没有Diffie-Hellman，只有椭圆曲线Diffie-Hellman。

原文

When I first learned about Diffie-Hellman and especially elliptic curve Diffie-Hellman, I had one rather obvious question: Why elliptic curves? Why use this strange group that seems rather arbitrary, with its third intersection of a line and then reflected? Why not use, say, the Monster Group? Surely a monster is better equipped to guard your secrets than some curve thing named after, but legally distinct from, a completely different curve thing!

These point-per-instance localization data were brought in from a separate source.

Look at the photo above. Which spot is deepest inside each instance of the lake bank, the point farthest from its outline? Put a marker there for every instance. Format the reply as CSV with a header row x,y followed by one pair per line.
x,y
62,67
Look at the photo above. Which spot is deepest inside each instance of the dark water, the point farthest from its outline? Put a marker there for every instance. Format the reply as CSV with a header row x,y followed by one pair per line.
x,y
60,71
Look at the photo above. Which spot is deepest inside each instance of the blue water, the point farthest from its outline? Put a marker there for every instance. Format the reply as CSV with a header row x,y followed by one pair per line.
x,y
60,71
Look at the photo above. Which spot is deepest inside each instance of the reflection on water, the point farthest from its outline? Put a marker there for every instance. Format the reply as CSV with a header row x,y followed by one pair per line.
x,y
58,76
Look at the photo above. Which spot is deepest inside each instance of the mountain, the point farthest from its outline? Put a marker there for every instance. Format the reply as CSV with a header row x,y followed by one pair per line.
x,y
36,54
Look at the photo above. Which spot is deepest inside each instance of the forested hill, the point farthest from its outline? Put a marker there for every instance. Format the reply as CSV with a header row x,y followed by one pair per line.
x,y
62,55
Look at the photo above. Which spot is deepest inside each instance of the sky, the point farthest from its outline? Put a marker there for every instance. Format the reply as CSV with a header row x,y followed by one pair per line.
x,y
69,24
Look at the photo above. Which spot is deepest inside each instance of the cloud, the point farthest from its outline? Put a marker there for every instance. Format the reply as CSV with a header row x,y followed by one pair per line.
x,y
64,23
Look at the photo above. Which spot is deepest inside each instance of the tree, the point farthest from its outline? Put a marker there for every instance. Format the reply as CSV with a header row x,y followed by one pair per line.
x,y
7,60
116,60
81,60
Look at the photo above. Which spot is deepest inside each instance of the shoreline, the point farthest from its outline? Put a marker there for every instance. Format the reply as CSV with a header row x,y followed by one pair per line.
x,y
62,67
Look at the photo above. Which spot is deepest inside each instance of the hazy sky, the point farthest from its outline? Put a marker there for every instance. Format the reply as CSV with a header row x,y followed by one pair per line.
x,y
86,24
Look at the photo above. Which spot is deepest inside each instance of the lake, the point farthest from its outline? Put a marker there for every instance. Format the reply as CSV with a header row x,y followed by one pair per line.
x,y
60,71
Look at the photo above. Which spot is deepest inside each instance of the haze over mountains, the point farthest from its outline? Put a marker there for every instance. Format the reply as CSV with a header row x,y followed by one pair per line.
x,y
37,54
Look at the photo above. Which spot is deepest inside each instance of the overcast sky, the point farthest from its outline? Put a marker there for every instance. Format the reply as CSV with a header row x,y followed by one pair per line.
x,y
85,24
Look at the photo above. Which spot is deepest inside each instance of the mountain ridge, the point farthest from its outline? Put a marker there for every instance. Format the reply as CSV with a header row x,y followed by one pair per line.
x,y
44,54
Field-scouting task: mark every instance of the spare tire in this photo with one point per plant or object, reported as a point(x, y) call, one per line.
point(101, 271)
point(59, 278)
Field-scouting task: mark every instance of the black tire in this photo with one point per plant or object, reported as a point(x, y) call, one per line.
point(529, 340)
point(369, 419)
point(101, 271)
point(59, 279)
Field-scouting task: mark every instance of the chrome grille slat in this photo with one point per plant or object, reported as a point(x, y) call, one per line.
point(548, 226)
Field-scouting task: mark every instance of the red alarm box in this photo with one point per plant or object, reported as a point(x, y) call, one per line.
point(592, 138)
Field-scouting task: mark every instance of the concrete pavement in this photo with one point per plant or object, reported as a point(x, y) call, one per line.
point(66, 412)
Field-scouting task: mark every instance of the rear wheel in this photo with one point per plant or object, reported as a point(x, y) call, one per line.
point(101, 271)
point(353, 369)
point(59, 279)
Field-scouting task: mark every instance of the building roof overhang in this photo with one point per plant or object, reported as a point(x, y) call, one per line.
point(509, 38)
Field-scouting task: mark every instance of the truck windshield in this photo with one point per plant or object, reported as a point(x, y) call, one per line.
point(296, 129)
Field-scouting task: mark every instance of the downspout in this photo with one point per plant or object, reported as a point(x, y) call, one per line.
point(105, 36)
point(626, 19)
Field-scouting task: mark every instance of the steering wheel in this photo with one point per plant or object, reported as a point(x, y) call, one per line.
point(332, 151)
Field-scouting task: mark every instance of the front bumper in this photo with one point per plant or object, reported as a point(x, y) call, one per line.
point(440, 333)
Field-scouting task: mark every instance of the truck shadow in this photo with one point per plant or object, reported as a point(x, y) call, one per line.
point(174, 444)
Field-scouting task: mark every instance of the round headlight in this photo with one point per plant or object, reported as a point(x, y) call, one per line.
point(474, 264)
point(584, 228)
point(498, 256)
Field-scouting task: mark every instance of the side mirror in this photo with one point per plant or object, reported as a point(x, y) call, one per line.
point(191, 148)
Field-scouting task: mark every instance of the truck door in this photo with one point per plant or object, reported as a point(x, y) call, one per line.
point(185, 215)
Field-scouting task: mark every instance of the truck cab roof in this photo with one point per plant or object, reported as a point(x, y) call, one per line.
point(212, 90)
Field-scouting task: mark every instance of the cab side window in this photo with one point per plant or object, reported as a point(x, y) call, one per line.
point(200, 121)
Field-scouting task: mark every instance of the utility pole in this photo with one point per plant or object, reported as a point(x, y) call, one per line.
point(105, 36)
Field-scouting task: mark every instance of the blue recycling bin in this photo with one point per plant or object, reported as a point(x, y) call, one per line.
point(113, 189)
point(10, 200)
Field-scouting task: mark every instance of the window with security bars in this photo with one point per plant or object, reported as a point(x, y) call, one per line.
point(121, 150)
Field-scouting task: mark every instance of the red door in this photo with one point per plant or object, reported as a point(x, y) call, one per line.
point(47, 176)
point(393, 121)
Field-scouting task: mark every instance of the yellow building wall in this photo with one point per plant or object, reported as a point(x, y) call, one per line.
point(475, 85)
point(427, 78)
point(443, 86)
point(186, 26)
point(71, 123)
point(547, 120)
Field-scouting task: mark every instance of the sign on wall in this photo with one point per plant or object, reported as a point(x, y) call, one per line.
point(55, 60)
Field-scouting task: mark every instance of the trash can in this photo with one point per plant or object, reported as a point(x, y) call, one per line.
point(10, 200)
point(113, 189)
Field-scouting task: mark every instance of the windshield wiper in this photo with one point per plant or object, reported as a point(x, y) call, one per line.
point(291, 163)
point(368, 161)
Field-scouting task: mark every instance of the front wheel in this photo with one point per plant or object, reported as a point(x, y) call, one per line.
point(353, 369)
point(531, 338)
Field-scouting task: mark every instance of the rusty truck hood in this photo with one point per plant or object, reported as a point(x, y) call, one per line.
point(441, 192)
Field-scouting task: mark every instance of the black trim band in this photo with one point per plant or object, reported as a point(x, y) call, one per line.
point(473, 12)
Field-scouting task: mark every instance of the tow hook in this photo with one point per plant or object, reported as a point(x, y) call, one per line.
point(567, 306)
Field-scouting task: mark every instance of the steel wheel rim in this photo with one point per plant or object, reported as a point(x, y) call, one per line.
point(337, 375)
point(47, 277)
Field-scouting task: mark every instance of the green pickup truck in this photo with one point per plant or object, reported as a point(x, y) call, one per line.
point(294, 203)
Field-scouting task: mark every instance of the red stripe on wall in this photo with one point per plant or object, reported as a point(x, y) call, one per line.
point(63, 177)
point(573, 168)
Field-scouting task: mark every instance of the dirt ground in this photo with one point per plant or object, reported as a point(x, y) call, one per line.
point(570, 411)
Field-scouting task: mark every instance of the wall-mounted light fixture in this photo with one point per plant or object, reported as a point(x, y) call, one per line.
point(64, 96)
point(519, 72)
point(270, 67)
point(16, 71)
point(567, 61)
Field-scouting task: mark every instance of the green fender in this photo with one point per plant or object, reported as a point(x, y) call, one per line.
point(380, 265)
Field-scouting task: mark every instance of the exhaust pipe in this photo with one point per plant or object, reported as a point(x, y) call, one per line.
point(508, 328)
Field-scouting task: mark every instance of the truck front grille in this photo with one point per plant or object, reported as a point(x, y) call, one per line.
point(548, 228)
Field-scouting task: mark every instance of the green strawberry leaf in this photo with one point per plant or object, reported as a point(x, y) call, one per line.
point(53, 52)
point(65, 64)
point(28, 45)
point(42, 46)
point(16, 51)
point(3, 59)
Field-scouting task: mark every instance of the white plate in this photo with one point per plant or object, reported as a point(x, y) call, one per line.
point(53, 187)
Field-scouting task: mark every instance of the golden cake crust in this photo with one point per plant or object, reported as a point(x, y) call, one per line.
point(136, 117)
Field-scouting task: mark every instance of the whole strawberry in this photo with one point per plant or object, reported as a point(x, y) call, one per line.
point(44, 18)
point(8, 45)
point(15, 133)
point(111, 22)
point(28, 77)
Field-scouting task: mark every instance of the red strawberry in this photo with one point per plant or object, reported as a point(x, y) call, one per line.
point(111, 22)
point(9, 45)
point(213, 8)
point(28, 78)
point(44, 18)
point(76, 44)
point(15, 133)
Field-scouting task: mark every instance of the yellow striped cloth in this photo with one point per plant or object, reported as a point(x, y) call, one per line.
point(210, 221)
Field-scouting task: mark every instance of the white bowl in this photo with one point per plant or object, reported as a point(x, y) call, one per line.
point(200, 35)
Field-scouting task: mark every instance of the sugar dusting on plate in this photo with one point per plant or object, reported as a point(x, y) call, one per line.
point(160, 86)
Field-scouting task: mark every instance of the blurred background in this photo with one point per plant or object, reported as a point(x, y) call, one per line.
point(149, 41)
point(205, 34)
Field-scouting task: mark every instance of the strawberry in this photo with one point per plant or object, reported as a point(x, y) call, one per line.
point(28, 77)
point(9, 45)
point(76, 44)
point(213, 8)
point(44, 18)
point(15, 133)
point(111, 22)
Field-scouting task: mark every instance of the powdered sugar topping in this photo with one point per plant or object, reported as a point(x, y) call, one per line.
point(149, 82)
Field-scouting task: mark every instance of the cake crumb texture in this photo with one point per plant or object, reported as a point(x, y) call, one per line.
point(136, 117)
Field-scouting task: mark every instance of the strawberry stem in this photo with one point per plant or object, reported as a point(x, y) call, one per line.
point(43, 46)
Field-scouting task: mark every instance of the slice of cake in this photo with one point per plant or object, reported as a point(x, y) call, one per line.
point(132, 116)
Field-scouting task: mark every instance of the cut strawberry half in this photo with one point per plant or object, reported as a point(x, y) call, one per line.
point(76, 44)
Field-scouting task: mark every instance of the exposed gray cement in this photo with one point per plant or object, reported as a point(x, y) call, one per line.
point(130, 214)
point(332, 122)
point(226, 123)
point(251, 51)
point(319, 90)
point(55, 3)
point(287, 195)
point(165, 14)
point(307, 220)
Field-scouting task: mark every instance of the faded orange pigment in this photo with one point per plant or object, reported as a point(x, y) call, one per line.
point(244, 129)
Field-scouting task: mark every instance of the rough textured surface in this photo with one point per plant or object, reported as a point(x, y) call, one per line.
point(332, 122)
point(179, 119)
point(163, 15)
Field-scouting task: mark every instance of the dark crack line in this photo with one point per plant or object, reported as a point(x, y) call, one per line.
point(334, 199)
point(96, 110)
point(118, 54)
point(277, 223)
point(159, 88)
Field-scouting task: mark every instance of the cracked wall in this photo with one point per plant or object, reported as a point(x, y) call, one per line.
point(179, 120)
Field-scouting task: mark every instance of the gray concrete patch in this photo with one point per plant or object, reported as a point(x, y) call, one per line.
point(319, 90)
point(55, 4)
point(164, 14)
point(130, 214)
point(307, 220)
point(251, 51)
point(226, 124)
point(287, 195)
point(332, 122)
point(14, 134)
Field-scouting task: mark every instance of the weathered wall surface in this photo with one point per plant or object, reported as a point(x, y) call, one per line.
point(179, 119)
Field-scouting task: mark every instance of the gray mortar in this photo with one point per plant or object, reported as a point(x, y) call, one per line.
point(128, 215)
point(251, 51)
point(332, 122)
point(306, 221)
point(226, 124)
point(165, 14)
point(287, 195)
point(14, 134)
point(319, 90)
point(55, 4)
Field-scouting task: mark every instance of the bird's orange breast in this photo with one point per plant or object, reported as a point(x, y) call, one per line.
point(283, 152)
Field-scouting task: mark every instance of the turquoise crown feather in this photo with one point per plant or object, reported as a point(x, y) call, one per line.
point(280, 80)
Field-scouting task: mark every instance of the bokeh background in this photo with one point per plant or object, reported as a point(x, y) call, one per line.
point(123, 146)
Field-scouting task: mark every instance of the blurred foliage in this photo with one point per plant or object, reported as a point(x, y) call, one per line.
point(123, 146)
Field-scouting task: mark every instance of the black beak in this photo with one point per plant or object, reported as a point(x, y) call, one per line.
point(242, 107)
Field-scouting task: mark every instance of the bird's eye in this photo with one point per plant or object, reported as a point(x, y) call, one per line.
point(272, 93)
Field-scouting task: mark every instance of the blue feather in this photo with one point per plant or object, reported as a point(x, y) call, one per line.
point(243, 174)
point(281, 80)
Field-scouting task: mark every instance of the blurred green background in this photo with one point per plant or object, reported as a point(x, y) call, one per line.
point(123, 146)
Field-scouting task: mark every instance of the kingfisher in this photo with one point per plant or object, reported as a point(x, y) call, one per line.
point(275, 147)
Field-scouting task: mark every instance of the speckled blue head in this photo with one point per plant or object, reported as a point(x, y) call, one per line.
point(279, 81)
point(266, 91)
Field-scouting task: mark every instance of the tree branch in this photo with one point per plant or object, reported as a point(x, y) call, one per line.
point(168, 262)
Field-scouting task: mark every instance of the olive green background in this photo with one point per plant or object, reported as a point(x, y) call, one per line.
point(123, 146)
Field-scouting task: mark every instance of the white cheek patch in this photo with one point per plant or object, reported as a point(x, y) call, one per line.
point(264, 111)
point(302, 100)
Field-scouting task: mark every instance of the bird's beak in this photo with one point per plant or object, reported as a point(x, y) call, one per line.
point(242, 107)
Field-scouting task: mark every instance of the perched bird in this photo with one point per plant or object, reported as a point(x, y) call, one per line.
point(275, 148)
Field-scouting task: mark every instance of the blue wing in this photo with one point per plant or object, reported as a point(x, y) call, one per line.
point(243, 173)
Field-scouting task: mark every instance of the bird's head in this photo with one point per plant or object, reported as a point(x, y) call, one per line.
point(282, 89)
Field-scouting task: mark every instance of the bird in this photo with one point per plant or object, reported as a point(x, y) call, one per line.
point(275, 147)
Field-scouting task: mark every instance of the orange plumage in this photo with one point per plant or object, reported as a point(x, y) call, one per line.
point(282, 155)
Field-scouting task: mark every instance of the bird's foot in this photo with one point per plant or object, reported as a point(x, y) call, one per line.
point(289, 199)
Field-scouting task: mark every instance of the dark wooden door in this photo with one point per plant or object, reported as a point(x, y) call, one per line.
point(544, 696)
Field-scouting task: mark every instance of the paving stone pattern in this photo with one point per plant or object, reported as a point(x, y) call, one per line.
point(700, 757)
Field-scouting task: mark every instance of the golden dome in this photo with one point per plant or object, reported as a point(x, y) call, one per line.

I wouldn’t have a satisfying answer to this question until way into my graduate studies, and the answer makes a perfect blog post for the “Cryptography (Incomprehensible)” category of this blog, so here we go.

Groups

First, as a recap, what do we mean by Diffie-Hellman? Well, we need a group $G$ , and element of this group $g \in G$ with some order $p$ , so $p$ is the smallest positive integer with $g^p = e$ where $e \in G$ is the neutral element of the group. The we take our private key $s \in \mathbb{Z}/p\mathbb{Z}$ and compute our public key as $p = g^s$ . We can now compute a shared secret with some other public key $q = g^r$ as $K = q^s = g^{rs} = g^{sr} = p^r$ .

This should work for any group $G$ , no? So why doesn’t it work for the monster? Let’s take a closer look at the map that computes public keys from private keys (in fact, the rest of this blog will only focus on that map, the whole key exchange thing doesn’t really matter much, you could also compute Schnorr signatures or whatever). Given any group element $g \in G$ , we can always create the exponentiation map $\mathbb{Z} \to G\colon k \mapsto g^k$ . This map is a group homomorphism and is not necessarily injective. In fact, for finite groups, it is never injective. There is an old trick in algebra, where you can make any group homomorphism injective, by dividing the domain by its kernel. The kernel in question here is the ideal $(p)$ of all multiples of our order $p$ , so setting our key space to $\mathbb{Z}/p\mathbb{Z}$ is a sensible first step with no drawbacks, you don’t really get new keys by allowing all integers. The map is also not necessarily surjective, though. In fact, image of the map is exactly $\langle g \rangle$ , the subgroup of $G$ consisting of all multiples of the generator $g$ (This is why we call $g$ the generator, it generates the whole thing).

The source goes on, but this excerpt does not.